Let $(R,\mathfrak m)$ be a Noetherian local ring and $I$, $J$ two ideals of $R$ such that $I$ is generated by an $R/J$-sequence (this means $I=(x_1,\dots,x_t)$ where $x_1,\dots,x_t$ is an $R/J$-sequence). Show that for all $n\geq 1$, $\operatorname{Tor}_1^R(R/I^n,R/J)=0$.
I tried by induction on $n$. If $n=1$ (see exercise 1.2.12(a), Cohen-Macaulay Rings, Bruns-Herzog). Let $n>1$… I can't continue by induction.
I guess to continue the proof the following sequence will be useful $$0\rightarrow I^n/I^{n-1}\rightarrow R/I^n\rightarrow R/I^{n-1}\rightarrow 0.$$
Best Answer
It is well known that $\operatorname{Tor}_1^R(R/I,R/J)\simeq I\cap J/IJ$ for any two ideals $I,J$ of $R$. In our case $\operatorname{Tor}_1^R(R/I^n,R/J)\simeq I^n\cap J/I^nJ$ and we want to show that $I^n\cap J=I^nJ$. Take $z\in I^n\cap J$. Since $I=(x_1,\dots,x_t)$ we can write $z=f(x_1,\dots,x_t)$ where $f\in R[X_1,\dots,X_t]$ is homogeneous of degree $n$. Then $\bar 0=\bar z=\bar f(\bar x_1,\dots,\bar x_t)$, where $\bar{a}$ denotes the residue classe of $a$ modulo $J$. Since $\bar f(\bar x_1,\dots,\bar x_t)=\bar 0\in I^{n+1}(R/J)$, by Bruns and Herzog, Theorem 1.1.7, we get that the coefficients of $\bar f$ are in $I(R/J)$. Therefore there exists a homogeneous polynomial $g$ of degree $n+1$ such that $\bar g(\bar x_1,\dots,\bar x_t)=\bar f(\bar x_1,\dots,\bar x_t)$. Continuing as before we find that the coefficients of $\bar f$ are in $I^m(R/J)$ for all $m\ge 1$. By Krull Intersection Theorem we have $\bigcap_{m\ge 1} I^m(R/J)=(\bar 0)$, so $\bar f=\bar 0$. Now we deduce easily that $z\in I^nJ$: since $\bar f=\bar 0$ the coefficients of $f$ belong to $J$, so each term of $f(x_1,\dots,x_t)$ belong to $I^nJ$, and therefore $z\in I^nJ$.

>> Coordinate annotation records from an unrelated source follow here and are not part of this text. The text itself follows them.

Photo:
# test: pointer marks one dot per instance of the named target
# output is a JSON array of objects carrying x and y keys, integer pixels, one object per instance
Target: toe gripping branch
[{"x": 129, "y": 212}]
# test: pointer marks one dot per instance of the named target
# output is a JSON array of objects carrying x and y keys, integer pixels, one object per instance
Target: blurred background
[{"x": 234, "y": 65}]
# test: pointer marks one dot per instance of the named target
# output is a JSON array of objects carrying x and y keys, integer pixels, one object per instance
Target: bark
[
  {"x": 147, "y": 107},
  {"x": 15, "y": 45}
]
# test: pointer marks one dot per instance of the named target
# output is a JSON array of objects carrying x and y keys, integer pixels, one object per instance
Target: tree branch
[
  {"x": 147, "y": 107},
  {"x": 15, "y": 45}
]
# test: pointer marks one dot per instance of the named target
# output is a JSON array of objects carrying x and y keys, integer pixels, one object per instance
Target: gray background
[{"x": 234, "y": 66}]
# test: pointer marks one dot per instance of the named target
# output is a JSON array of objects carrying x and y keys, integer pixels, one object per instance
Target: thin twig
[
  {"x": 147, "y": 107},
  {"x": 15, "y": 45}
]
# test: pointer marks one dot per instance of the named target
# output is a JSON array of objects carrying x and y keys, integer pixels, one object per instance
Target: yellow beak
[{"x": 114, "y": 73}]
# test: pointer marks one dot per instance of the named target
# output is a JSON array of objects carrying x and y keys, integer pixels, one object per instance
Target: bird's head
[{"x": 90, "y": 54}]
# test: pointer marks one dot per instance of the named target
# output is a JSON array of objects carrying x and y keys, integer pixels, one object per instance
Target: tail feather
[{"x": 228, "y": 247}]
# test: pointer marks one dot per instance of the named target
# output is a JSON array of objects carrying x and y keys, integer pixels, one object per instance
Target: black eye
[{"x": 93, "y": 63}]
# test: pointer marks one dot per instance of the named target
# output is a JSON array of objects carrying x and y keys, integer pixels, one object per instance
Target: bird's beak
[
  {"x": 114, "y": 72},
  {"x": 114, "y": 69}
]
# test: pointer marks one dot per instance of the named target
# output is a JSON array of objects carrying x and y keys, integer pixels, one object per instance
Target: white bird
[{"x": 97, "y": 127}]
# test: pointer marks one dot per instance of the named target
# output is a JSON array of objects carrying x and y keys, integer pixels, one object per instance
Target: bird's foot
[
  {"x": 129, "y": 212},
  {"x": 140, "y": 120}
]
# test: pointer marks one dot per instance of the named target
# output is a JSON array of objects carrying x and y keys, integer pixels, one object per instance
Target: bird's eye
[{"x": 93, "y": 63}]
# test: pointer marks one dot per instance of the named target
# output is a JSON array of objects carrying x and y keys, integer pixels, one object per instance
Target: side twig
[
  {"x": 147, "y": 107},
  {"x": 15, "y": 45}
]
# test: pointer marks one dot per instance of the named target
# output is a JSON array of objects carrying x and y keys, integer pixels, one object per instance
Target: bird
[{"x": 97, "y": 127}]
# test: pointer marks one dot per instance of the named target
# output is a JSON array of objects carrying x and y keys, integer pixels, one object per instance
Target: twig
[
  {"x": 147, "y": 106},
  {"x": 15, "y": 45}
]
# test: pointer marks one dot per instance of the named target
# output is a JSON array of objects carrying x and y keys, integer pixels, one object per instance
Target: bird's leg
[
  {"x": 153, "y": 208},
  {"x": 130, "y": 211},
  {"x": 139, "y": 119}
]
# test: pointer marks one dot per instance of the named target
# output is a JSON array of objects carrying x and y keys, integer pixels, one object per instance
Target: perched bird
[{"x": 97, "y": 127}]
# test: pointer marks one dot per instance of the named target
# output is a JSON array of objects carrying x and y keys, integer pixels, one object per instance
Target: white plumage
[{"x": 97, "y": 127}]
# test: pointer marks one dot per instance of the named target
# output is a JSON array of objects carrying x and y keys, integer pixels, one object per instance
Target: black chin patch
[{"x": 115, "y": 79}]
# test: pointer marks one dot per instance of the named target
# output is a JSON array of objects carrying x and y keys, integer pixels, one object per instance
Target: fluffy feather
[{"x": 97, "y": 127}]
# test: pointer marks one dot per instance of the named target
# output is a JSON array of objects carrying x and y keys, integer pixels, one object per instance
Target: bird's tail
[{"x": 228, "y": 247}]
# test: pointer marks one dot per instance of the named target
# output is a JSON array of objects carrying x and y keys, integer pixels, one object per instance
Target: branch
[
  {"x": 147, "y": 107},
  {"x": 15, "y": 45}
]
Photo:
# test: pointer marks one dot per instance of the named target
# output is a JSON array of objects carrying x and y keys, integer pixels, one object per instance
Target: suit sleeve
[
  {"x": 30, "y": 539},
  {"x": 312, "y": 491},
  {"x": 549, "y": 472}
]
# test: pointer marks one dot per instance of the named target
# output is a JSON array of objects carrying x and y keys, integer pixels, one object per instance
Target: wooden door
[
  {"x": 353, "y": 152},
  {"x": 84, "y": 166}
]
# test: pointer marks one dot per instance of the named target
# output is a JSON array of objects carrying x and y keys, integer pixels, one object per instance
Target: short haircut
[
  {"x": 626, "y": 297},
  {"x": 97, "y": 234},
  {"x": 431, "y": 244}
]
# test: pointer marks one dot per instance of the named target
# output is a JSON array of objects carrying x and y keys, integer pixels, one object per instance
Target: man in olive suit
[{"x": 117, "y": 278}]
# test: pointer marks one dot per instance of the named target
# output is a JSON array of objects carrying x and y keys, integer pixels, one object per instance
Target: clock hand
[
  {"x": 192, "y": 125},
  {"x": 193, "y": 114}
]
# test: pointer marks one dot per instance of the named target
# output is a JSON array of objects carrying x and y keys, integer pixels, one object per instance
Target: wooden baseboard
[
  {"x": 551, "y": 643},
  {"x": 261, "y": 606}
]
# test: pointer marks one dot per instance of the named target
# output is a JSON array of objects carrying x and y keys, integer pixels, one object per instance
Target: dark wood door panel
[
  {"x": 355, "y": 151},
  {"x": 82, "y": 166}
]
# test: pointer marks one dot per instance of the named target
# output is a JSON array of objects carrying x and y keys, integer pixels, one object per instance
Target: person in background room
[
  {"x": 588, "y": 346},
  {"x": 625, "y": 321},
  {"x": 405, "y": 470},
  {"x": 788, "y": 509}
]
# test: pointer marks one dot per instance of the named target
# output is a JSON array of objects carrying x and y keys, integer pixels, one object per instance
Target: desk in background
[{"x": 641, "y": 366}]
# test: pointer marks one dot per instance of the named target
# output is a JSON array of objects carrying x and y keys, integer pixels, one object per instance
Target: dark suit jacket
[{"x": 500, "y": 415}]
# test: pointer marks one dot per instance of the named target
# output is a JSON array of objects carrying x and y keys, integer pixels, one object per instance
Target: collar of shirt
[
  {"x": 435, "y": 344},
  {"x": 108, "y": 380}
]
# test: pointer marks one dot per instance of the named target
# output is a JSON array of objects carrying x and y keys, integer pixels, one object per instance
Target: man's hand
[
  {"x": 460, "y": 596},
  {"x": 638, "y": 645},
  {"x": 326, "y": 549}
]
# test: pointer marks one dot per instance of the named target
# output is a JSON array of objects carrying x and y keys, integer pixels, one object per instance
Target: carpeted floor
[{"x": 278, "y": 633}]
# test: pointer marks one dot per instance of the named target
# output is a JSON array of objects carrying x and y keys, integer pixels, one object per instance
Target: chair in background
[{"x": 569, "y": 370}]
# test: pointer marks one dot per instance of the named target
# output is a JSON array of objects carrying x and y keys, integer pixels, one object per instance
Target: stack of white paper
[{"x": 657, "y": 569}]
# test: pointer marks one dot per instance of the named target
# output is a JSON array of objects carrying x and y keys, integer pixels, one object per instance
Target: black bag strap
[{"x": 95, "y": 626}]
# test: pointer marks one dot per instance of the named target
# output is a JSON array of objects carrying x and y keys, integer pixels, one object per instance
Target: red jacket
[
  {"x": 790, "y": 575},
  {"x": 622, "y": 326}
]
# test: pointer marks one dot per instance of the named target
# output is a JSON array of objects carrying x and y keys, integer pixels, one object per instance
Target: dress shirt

Remark. Since the case $n=1$ holds for any finite module $M$ instead of $R/J$, I've tried to prove the general case for this setting, but I've failed. However, if $I$ is generated by an $M$-regular sequence which is also an $R$-regular sequence, then $\operatorname{Tor}_i^R(R/I^n,M)=0$ for all $i\ge 1$, $n\ge 1$.